Sci-fi, thriller, Bruce Willis, 2012

In 2074, time travel will be invented, but will immediately be declared illegal. However, organized crime will use it to eliminate their enemies. When they want someone dead, they tie the victim up, put a hood over his head, and send him to a pre-specified place in 2044 where a 'LOOPER' shoots him with a blunderbuss and incinerates the body. The perfect crime. Only one problem; thirty years after 2044 becomes 2074, the looper is now in the era of time travel and is a potential witness to the crimes, and so the looper is then tied up, hooded and sent back in time to be shot by his earlier self.

One looper, JOE, played initially by Joseph Gortdon, is disturbed by the visit of his friend, SETH, who tells Joe he had failed to 'close the loop' by letting his future self escape instead of shooting him.
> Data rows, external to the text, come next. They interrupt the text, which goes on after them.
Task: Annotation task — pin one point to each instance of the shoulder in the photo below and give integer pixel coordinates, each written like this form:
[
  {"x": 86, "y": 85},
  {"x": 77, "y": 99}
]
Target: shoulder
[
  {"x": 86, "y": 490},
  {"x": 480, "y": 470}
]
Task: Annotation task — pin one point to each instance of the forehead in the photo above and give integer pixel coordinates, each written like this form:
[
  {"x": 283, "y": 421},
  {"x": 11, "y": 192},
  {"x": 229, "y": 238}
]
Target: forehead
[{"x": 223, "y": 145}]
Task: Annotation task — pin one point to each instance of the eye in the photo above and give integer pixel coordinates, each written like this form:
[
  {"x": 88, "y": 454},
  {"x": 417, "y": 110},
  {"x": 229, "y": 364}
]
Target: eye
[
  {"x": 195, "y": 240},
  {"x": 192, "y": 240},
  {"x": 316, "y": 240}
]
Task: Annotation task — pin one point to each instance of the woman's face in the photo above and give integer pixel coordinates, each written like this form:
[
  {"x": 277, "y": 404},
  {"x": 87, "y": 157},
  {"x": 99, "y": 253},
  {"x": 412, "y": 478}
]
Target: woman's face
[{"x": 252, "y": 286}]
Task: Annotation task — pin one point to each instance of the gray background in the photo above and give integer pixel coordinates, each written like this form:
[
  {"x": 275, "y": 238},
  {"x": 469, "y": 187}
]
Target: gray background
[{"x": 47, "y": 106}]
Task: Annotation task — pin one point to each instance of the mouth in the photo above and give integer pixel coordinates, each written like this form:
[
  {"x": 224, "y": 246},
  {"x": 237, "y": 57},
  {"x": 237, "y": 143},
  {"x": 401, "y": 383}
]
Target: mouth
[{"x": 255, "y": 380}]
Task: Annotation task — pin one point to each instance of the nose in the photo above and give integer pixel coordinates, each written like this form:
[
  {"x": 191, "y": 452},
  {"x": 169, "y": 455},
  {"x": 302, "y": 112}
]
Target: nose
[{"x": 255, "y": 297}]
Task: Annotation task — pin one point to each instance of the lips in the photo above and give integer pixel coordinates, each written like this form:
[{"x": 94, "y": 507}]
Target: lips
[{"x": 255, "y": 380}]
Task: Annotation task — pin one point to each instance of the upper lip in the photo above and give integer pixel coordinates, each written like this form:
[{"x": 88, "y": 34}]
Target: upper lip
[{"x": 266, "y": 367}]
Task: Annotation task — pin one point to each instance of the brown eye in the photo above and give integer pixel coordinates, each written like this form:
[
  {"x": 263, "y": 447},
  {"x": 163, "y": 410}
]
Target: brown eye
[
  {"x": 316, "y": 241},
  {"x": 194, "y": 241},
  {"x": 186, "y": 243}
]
Seth hides, but the looper police, so to speak, know Joe has hidden Seth, and bribe Joe with bars of silver (intrusive symbolism even though they don't say how many pieces of silver) to betray Seth. Then Joe finds himself having to kill his own future self--let's call him older Joe--but, like Seth, younger Joe lets older Joe get away. Unlike Seth, younger Joe flees the country, and we see brief glimpses of his life during the next thirty years as he morphs from Joseph Gortdon into Bruce Willis. Henchmen of the RAINMAKER, the wicked dictator of that era, kidnap older Joe. They plan to tie him up and send him back to 2044 to be shot by younger Joe, but, furious because his wife was killed during the kidnapping, older Joe overpowers the kidnappers and returns to the past where he is able to evade death at the hands of his younger self.
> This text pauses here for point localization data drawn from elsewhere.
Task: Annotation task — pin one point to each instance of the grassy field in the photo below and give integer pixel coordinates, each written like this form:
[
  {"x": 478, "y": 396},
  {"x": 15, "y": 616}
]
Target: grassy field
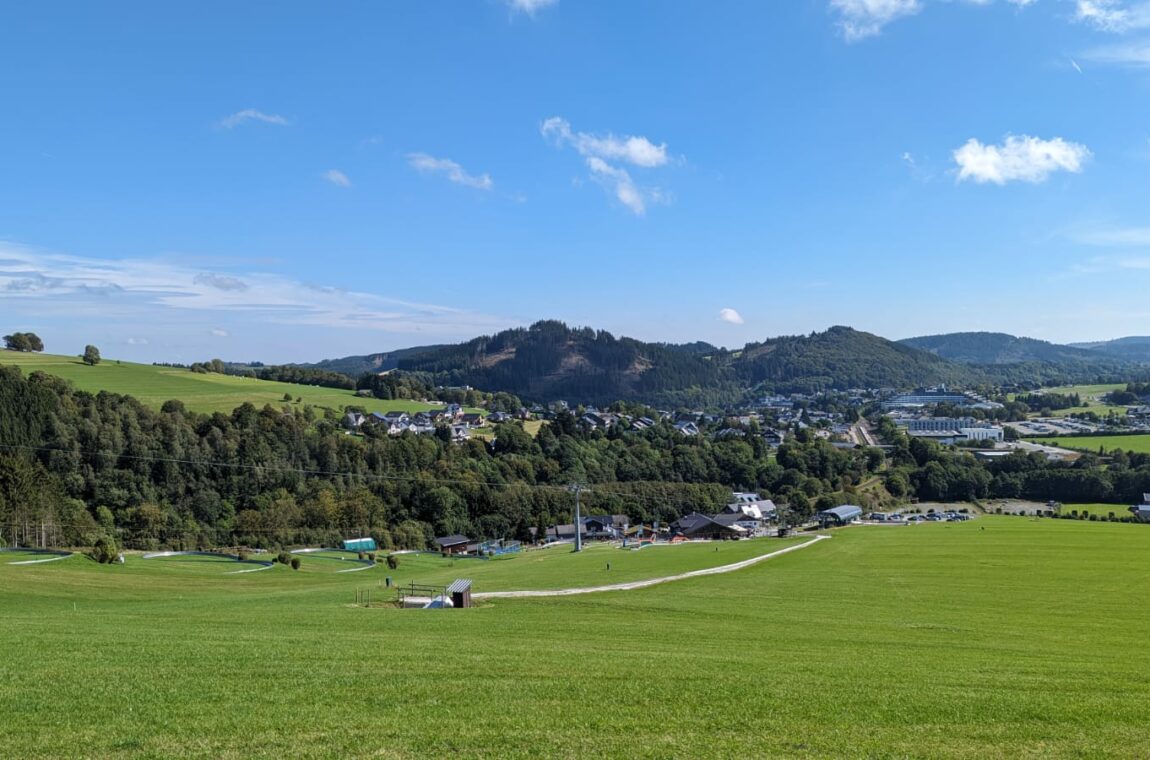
[
  {"x": 999, "y": 637},
  {"x": 1135, "y": 443},
  {"x": 154, "y": 385},
  {"x": 1091, "y": 394},
  {"x": 1101, "y": 509}
]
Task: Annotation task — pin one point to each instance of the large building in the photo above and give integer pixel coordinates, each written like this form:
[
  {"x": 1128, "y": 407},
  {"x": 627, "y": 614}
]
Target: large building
[
  {"x": 950, "y": 429},
  {"x": 925, "y": 397}
]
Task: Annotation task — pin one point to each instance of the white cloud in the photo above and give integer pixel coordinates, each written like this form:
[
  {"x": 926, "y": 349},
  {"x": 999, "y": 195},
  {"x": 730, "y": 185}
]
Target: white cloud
[
  {"x": 637, "y": 151},
  {"x": 861, "y": 18},
  {"x": 162, "y": 294},
  {"x": 1113, "y": 237},
  {"x": 530, "y": 7},
  {"x": 730, "y": 315},
  {"x": 1112, "y": 15},
  {"x": 252, "y": 115},
  {"x": 1133, "y": 54},
  {"x": 621, "y": 182},
  {"x": 453, "y": 171},
  {"x": 599, "y": 151},
  {"x": 1019, "y": 158},
  {"x": 220, "y": 282}
]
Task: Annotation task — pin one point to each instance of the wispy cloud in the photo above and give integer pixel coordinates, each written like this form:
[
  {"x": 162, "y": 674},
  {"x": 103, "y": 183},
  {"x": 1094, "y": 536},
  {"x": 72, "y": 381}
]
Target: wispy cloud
[
  {"x": 730, "y": 315},
  {"x": 1018, "y": 159},
  {"x": 1116, "y": 16},
  {"x": 603, "y": 152},
  {"x": 453, "y": 171},
  {"x": 252, "y": 115},
  {"x": 1134, "y": 54},
  {"x": 1131, "y": 237},
  {"x": 861, "y": 18},
  {"x": 220, "y": 282},
  {"x": 530, "y": 7},
  {"x": 637, "y": 151},
  {"x": 37, "y": 285}
]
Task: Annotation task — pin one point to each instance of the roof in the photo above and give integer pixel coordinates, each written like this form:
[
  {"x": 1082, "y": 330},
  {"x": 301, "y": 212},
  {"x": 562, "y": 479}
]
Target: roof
[
  {"x": 845, "y": 512},
  {"x": 695, "y": 522}
]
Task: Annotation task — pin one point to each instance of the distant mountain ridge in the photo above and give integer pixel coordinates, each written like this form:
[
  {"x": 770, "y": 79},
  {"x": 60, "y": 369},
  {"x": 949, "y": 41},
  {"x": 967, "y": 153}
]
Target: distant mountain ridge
[
  {"x": 996, "y": 348},
  {"x": 1129, "y": 348},
  {"x": 380, "y": 362},
  {"x": 551, "y": 360}
]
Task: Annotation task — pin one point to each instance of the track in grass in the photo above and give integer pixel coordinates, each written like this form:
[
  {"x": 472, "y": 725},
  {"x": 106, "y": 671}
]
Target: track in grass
[
  {"x": 1002, "y": 637},
  {"x": 35, "y": 555},
  {"x": 337, "y": 555},
  {"x": 212, "y": 557}
]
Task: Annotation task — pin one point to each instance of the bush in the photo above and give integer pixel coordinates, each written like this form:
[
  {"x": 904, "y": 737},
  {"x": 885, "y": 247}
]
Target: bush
[{"x": 106, "y": 552}]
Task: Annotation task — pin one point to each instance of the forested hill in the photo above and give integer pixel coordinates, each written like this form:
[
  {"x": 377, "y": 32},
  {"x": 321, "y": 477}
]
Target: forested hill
[
  {"x": 380, "y": 362},
  {"x": 550, "y": 361},
  {"x": 844, "y": 358},
  {"x": 997, "y": 348},
  {"x": 1131, "y": 348}
]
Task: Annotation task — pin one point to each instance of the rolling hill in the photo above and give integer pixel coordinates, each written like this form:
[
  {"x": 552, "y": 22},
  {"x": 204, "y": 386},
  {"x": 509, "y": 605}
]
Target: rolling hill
[
  {"x": 1129, "y": 348},
  {"x": 199, "y": 392},
  {"x": 550, "y": 360},
  {"x": 997, "y": 348}
]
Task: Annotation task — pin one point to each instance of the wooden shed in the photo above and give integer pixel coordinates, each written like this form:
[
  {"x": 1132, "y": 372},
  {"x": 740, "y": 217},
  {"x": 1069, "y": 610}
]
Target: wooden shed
[{"x": 460, "y": 592}]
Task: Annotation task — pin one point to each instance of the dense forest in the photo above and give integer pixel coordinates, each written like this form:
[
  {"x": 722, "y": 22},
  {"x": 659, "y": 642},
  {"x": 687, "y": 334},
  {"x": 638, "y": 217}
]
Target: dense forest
[
  {"x": 76, "y": 466},
  {"x": 550, "y": 361}
]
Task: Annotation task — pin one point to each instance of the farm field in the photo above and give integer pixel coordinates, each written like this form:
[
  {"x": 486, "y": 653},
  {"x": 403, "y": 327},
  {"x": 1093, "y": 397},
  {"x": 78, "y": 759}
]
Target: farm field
[
  {"x": 559, "y": 568},
  {"x": 1101, "y": 509},
  {"x": 154, "y": 385},
  {"x": 999, "y": 637},
  {"x": 1091, "y": 394},
  {"x": 1136, "y": 443}
]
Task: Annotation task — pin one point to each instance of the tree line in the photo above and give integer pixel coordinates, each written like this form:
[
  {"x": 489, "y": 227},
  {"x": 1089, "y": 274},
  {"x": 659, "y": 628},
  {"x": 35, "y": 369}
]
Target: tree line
[{"x": 77, "y": 466}]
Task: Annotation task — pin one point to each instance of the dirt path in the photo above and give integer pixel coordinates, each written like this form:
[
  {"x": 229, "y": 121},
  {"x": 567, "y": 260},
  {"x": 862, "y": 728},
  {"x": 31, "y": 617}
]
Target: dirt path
[{"x": 649, "y": 582}]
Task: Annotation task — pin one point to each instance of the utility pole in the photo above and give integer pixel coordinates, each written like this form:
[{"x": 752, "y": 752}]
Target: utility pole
[{"x": 576, "y": 489}]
Older Joe has learned the addresses of three children, one of whom will grow up to be the tyrannical Rainmaker (short for Reignmaker), and determines to kill them all the children so as to preemptively prevent Rainmaker's despotic rule. ('Would you kill Hitler as a child?' reasoning.) Younger Joe will do almost anything to stop this murder.  Meanwhile, two other loopers, KID BLUE and JESSE, are trying to kill both of the Joe's and thus close the loop.

Lots of people working at cross purposes.
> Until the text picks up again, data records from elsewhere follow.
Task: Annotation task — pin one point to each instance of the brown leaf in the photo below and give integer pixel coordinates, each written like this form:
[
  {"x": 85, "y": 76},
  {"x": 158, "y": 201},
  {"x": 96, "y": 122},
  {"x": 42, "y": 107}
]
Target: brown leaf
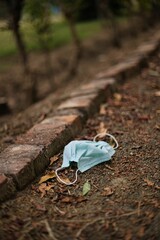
[
  {"x": 42, "y": 189},
  {"x": 54, "y": 159},
  {"x": 128, "y": 235},
  {"x": 75, "y": 199},
  {"x": 149, "y": 183},
  {"x": 102, "y": 128},
  {"x": 107, "y": 191},
  {"x": 141, "y": 232},
  {"x": 144, "y": 117},
  {"x": 47, "y": 177},
  {"x": 65, "y": 179},
  {"x": 157, "y": 94},
  {"x": 117, "y": 97},
  {"x": 102, "y": 109}
]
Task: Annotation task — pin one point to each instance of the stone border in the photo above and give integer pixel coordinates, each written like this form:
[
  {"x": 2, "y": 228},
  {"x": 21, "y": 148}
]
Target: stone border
[{"x": 21, "y": 162}]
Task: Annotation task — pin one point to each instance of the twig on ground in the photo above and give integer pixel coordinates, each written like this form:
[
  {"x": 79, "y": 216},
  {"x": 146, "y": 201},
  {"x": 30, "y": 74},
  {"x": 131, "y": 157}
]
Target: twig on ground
[
  {"x": 86, "y": 225},
  {"x": 110, "y": 168},
  {"x": 138, "y": 210},
  {"x": 50, "y": 232}
]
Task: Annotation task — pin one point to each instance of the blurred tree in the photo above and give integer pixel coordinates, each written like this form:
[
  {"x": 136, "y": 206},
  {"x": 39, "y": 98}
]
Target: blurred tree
[
  {"x": 14, "y": 13},
  {"x": 39, "y": 14},
  {"x": 68, "y": 9}
]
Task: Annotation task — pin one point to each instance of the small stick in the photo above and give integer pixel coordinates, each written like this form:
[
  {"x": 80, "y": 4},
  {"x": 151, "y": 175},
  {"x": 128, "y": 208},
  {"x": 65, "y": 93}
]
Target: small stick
[
  {"x": 51, "y": 234},
  {"x": 86, "y": 225}
]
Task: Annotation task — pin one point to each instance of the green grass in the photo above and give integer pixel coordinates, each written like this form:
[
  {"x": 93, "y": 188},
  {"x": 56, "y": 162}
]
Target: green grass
[{"x": 61, "y": 36}]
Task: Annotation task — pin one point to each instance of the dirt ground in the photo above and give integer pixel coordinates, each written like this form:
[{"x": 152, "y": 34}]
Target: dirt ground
[
  {"x": 124, "y": 199},
  {"x": 98, "y": 55}
]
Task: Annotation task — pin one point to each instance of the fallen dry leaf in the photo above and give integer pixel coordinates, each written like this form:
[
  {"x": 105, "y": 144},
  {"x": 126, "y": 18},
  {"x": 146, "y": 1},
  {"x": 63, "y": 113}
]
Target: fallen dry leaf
[
  {"x": 107, "y": 191},
  {"x": 47, "y": 177},
  {"x": 157, "y": 94},
  {"x": 102, "y": 128},
  {"x": 102, "y": 109},
  {"x": 149, "y": 183},
  {"x": 64, "y": 179},
  {"x": 86, "y": 188},
  {"x": 117, "y": 97},
  {"x": 42, "y": 189},
  {"x": 75, "y": 199},
  {"x": 128, "y": 235},
  {"x": 54, "y": 159}
]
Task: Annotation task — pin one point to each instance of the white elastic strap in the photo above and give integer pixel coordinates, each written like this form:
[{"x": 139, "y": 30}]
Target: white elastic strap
[
  {"x": 107, "y": 134},
  {"x": 61, "y": 180}
]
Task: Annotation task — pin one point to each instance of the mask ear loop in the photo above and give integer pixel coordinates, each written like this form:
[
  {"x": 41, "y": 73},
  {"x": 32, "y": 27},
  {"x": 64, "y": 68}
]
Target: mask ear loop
[
  {"x": 107, "y": 134},
  {"x": 61, "y": 180}
]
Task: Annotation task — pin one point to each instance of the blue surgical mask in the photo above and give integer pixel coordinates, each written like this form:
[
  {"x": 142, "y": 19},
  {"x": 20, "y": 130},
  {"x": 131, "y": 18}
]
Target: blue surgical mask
[{"x": 86, "y": 154}]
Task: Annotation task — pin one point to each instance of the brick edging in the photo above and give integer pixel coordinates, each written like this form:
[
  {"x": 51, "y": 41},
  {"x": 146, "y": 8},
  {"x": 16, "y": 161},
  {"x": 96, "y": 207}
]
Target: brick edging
[{"x": 21, "y": 162}]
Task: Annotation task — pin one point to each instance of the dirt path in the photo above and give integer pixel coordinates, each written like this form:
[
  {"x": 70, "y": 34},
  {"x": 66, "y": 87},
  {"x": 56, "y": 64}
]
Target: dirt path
[{"x": 123, "y": 202}]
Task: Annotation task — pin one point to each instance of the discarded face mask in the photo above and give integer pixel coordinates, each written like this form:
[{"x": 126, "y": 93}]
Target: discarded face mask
[{"x": 86, "y": 154}]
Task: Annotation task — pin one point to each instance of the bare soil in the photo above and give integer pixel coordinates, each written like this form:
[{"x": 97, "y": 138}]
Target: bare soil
[
  {"x": 124, "y": 200},
  {"x": 98, "y": 55}
]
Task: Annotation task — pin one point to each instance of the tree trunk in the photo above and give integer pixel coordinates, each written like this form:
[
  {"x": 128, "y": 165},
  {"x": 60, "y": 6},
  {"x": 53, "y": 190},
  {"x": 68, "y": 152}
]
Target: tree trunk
[{"x": 15, "y": 10}]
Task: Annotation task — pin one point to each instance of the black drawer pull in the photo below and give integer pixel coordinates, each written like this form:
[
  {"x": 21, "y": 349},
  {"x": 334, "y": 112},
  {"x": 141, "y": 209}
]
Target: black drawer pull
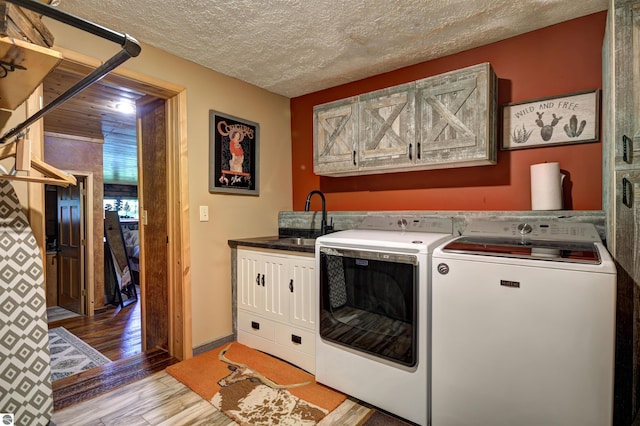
[
  {"x": 626, "y": 148},
  {"x": 627, "y": 191}
]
This movie has a lot going on, and it's exciting.  The plot twists draw you in and make you wonder what will happen next. Bruce Willis is good, but not great, his usual ironic nonchalance becoming a little tiresome.

One major flaw, at least for me, was the repeated blatant violations of the grandfather paradox. The story requires these violations, especially at the end, but personally, I want to scream 'that's ridiculous' and slap the script writer in the face.

It did get my pulse up to a run, so I rate it at ++++. People who don't care about paradoxes will probably do even better.